Table 2.1 Reflexes involving the blink response.
Cornea reflex | Palpebral reflex | Menace responsea | Dazzle reflex | |
---|---|---|---|---|
Stimulus | Corneal touch | Eyelid touch | Menacing gesture | Bright light |
Receptors | Somesthetic | Somesthetic | Photoreceptors | Photoreceptors |
Afferent pathway | Trigeminal nerve (ophthalmic) | Trigeminal nerve (ophthalmic and maxillary) | Optic nerve | Optic nerve |
Interneuron | Subcortical | Subcortical | Cortical, cerebellum | Subcortical |
Efferent pathway | Facial nerve | Facial nerve | Facial nerve, VI, IX | Facial nerve |
Effectors | Orbicularis oculi muscle | Orbicularis oculi muscle | Orbicularis oculi muscle, retractor bulbi muscle | Orbicularis oculi muscle |
Response | Blink | Blink | Blink, retract globeb | Blink |
a If sufficient cortex of one cerebral hemisphere is damaged, the menace reaction cannot be elicited in the contralateral eye of the dog.

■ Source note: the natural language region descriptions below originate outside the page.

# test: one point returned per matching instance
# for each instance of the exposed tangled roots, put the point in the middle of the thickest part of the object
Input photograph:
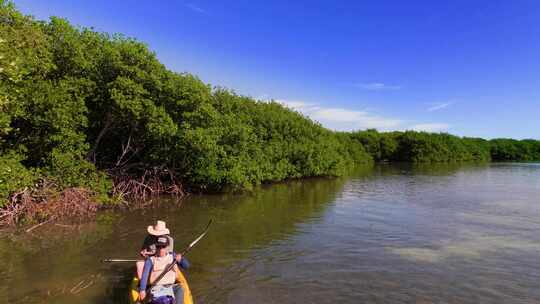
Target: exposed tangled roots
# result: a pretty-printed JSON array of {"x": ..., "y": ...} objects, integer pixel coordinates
[
  {"x": 45, "y": 203},
  {"x": 152, "y": 183}
]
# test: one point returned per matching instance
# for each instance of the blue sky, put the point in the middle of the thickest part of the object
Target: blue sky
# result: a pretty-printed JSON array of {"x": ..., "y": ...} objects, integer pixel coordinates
[{"x": 471, "y": 68}]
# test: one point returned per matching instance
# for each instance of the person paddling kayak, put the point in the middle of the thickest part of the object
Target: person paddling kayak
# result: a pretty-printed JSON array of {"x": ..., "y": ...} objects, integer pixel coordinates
[
  {"x": 165, "y": 291},
  {"x": 148, "y": 248}
]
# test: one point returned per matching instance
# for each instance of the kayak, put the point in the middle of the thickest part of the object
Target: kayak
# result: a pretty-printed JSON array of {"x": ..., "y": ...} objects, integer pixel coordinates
[{"x": 180, "y": 279}]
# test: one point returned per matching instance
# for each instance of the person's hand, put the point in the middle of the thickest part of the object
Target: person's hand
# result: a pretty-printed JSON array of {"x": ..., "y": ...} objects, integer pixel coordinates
[{"x": 142, "y": 295}]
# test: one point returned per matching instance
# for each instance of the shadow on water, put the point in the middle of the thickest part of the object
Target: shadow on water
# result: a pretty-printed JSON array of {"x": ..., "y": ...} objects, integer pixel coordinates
[{"x": 61, "y": 263}]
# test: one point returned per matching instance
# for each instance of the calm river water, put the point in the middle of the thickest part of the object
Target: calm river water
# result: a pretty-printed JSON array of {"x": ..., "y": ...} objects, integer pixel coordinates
[{"x": 391, "y": 234}]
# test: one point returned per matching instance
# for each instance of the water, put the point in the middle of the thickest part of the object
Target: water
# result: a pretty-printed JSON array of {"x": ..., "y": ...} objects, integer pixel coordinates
[{"x": 393, "y": 234}]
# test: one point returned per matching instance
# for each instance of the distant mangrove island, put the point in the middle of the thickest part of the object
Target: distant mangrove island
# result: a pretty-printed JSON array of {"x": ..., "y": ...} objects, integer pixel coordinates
[{"x": 90, "y": 119}]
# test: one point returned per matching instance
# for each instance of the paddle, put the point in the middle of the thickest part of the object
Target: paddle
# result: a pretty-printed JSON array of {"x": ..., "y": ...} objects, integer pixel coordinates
[
  {"x": 118, "y": 261},
  {"x": 170, "y": 266}
]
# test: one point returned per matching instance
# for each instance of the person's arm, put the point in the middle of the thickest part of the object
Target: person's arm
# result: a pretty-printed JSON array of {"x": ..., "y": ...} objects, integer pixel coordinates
[
  {"x": 146, "y": 274},
  {"x": 181, "y": 261}
]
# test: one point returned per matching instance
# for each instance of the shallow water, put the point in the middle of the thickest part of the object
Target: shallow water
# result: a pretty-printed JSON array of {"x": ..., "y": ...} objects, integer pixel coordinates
[{"x": 392, "y": 234}]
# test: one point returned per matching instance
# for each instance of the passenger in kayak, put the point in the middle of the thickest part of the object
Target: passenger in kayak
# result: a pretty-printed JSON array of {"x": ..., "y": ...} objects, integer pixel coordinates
[
  {"x": 148, "y": 248},
  {"x": 165, "y": 290}
]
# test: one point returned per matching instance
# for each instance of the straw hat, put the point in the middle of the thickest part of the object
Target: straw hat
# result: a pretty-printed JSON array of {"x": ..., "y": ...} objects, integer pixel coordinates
[{"x": 160, "y": 228}]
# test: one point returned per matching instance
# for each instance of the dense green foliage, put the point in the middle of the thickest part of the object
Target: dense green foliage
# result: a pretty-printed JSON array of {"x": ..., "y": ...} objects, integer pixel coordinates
[
  {"x": 422, "y": 147},
  {"x": 75, "y": 103},
  {"x": 78, "y": 106}
]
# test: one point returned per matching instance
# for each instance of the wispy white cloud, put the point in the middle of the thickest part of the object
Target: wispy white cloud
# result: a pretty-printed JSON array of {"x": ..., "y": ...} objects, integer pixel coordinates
[
  {"x": 436, "y": 106},
  {"x": 377, "y": 86},
  {"x": 430, "y": 127},
  {"x": 342, "y": 119},
  {"x": 196, "y": 8}
]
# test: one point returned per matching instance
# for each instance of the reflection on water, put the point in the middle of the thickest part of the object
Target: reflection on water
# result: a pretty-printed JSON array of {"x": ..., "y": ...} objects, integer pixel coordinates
[{"x": 394, "y": 234}]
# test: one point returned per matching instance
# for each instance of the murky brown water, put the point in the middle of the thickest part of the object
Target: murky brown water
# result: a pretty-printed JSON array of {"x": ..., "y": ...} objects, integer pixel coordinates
[{"x": 394, "y": 234}]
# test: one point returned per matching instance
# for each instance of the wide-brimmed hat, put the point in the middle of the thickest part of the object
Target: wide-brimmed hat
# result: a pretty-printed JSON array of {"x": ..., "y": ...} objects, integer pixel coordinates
[
  {"x": 162, "y": 241},
  {"x": 160, "y": 228}
]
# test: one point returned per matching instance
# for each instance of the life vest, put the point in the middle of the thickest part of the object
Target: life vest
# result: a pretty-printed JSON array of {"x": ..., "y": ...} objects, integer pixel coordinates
[{"x": 158, "y": 266}]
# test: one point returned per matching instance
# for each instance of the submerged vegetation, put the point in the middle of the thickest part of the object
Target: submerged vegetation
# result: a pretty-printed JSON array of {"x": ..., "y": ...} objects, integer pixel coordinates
[{"x": 98, "y": 114}]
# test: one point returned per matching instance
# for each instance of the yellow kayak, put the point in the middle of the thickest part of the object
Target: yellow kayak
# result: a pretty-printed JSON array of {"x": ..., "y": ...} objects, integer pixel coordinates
[{"x": 180, "y": 279}]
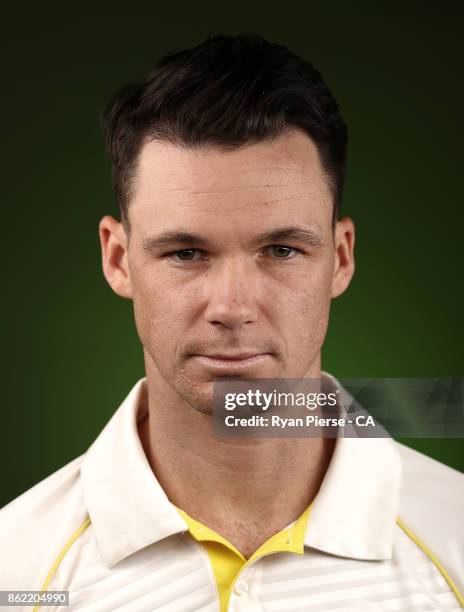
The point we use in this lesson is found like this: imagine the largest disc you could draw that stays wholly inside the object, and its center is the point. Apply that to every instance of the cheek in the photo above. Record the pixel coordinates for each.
(157, 317)
(307, 306)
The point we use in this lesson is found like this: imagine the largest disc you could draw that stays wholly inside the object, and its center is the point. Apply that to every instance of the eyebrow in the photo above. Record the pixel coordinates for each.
(181, 238)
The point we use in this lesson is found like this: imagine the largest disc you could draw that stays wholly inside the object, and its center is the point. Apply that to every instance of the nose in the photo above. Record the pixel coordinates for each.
(231, 294)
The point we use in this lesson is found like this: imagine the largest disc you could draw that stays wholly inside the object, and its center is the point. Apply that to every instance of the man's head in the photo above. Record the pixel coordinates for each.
(228, 165)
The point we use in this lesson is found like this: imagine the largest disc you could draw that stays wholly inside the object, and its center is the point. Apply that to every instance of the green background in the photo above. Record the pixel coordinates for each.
(71, 352)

Pathology of the cerebellar cortex can also affect the menace reaction.
b The menace response can also involve turning the head or moving away from the stimulus.
Table 2.2 Blinking rates of domestic animals.
Species | Blinks/min | Interblink period | Concurrent blinks (%) |
---|---|---|---|
Dog | 3–5 | 20–30 sa | 85 |
Cat | 1–5 per 5 min | 18.5 s | 70 |
Horse | 19 | 77 | |
Cattle | 5 | 60 | |
Pigs | 10 | 90 |
a Dogs have partial blinks every few seconds between complete blinks.
Blinking and blink rates have been studied in many species under varying circumstances and methodologies, making comparisons and generalized statements difficult (Table 2.2). Blinking does not occur randomly, and blinks are often associated with gaze shifts and saccades. One of the theories for this timing is that blinking temporarily blocks visual information, and blinking during gaze shifts and saccades takes advantage of blocking vision when the images are already degraded from movement. Diurnal nonhuman primates and birds have higher blink rates than nocturnal nonhuman primates and birds, and in general, larger mammals and primates blink more often than smaller mammals. Blink rates and evaporation of the PTF can affect topical drug activity.